Strategic partnerships are formed when two business entities collaborate for a mutually beneficial purpose. A legal contract, which delineates the obligations and rights of each partner, defines the partnership. This contract creating and defining a strategic partnership must designate the responsibilities, obligations and contributions of each partner.
Strategic partnerships allow for the sharing of assets. For example, one partner may be relatively unknown while the other may be a well-established and respected firm, thereby increasing marketability. Ventures may also share resources such as equipment, workforce, experience, knowledge and infrastructure. In addition, companies located in different geographic locations may also share access to markets to broaden their collective market base.
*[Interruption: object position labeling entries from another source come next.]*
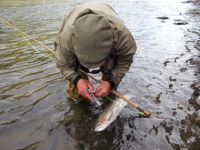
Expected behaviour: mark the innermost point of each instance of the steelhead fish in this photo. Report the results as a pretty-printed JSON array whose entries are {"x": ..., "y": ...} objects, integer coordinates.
[{"x": 110, "y": 114}]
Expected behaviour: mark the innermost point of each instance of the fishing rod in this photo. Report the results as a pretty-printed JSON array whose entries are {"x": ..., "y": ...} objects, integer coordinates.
[{"x": 143, "y": 112}]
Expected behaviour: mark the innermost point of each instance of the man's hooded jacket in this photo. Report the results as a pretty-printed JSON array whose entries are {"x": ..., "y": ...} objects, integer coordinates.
[{"x": 92, "y": 35}]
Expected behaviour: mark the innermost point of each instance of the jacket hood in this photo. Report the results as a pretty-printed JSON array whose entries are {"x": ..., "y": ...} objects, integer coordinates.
[{"x": 92, "y": 39}]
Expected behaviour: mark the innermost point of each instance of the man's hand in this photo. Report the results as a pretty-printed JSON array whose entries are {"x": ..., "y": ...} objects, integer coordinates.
[
  {"x": 103, "y": 89},
  {"x": 83, "y": 85}
]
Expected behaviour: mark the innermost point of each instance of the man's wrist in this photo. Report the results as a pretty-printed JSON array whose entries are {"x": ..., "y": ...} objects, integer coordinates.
[{"x": 112, "y": 83}]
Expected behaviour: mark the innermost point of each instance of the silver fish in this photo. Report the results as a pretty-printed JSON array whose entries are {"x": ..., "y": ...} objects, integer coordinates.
[{"x": 110, "y": 114}]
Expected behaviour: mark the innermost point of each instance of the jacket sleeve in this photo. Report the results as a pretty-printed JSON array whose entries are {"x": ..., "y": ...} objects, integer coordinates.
[
  {"x": 66, "y": 60},
  {"x": 124, "y": 51}
]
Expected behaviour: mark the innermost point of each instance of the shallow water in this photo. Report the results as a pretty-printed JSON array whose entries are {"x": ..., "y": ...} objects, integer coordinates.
[{"x": 165, "y": 77}]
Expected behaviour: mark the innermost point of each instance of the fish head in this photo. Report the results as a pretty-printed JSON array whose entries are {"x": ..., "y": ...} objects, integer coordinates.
[{"x": 102, "y": 125}]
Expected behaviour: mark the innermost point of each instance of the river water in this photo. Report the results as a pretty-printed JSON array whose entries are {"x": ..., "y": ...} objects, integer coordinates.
[{"x": 35, "y": 113}]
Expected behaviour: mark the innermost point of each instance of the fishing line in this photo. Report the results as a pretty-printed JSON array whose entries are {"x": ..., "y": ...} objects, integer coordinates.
[
  {"x": 148, "y": 114},
  {"x": 28, "y": 38}
]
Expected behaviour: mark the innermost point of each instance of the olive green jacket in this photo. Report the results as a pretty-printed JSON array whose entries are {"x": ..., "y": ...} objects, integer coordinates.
[{"x": 122, "y": 51}]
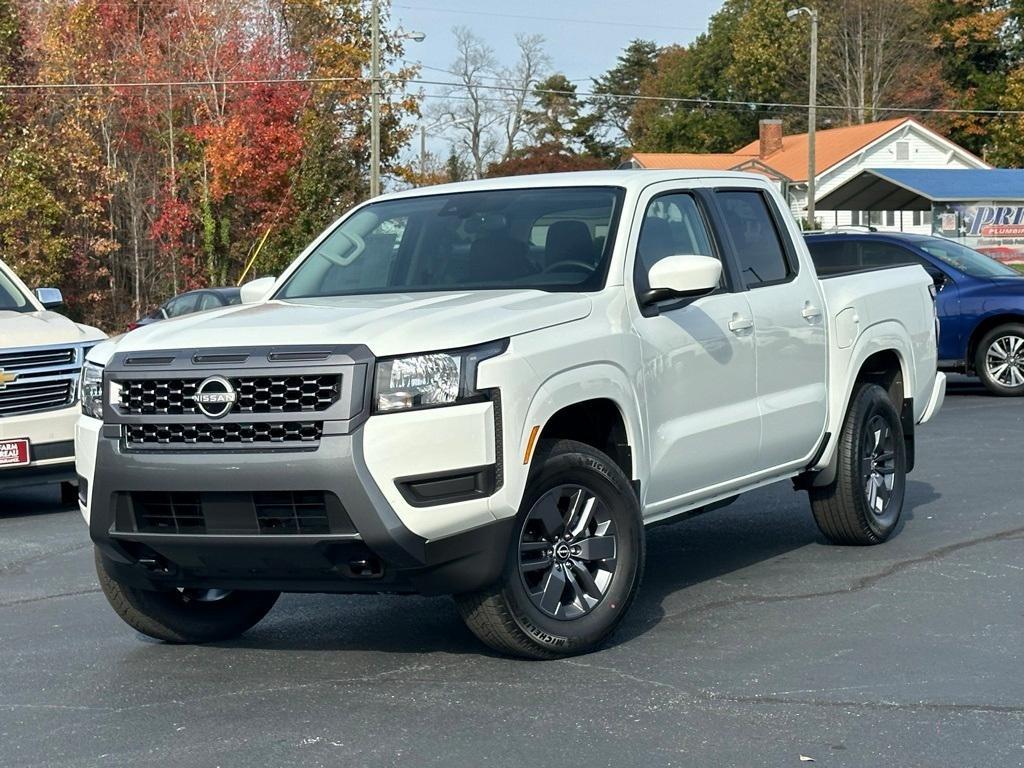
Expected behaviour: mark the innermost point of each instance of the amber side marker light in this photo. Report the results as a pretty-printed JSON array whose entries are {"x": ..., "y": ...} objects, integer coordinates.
[{"x": 529, "y": 443}]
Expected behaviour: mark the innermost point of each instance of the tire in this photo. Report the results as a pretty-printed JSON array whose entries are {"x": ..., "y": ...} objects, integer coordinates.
[
  {"x": 863, "y": 503},
  {"x": 69, "y": 494},
  {"x": 559, "y": 597},
  {"x": 184, "y": 616},
  {"x": 998, "y": 360}
]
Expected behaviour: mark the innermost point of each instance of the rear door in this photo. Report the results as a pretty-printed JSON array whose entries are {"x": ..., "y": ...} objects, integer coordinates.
[
  {"x": 788, "y": 325},
  {"x": 698, "y": 360}
]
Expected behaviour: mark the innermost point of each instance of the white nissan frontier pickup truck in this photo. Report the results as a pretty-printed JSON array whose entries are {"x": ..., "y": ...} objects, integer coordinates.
[
  {"x": 488, "y": 389},
  {"x": 41, "y": 355}
]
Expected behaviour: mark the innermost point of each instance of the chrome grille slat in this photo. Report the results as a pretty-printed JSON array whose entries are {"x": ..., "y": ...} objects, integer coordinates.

Partners must also decide on the legal structure of a partnership. One option may be to create a separate business entity in which both parties share ownership. If the parties choose this structure, the partnership is a joint-equity venture, and both individuals typically negotiate and sign a joint-venture agreement and memorandum of understanding. In some cases, the partners may choose not to establish a joint-equity venture. However, a legal contract delineating each partner’s roles and responsibilities may still provide some protection to both parties.
Strategic partnerships often involve many intricacies and complex legal decisions. Seeking the advice of an attorney with knowledge and experience in Texas laws governing such entities could help to ensure that the partnership is created appropriately and may help avoid future legal issues. With the right structure and a well-developed contract, a strategic partnership may be a sound business decision that will benefit all parties in such a venture.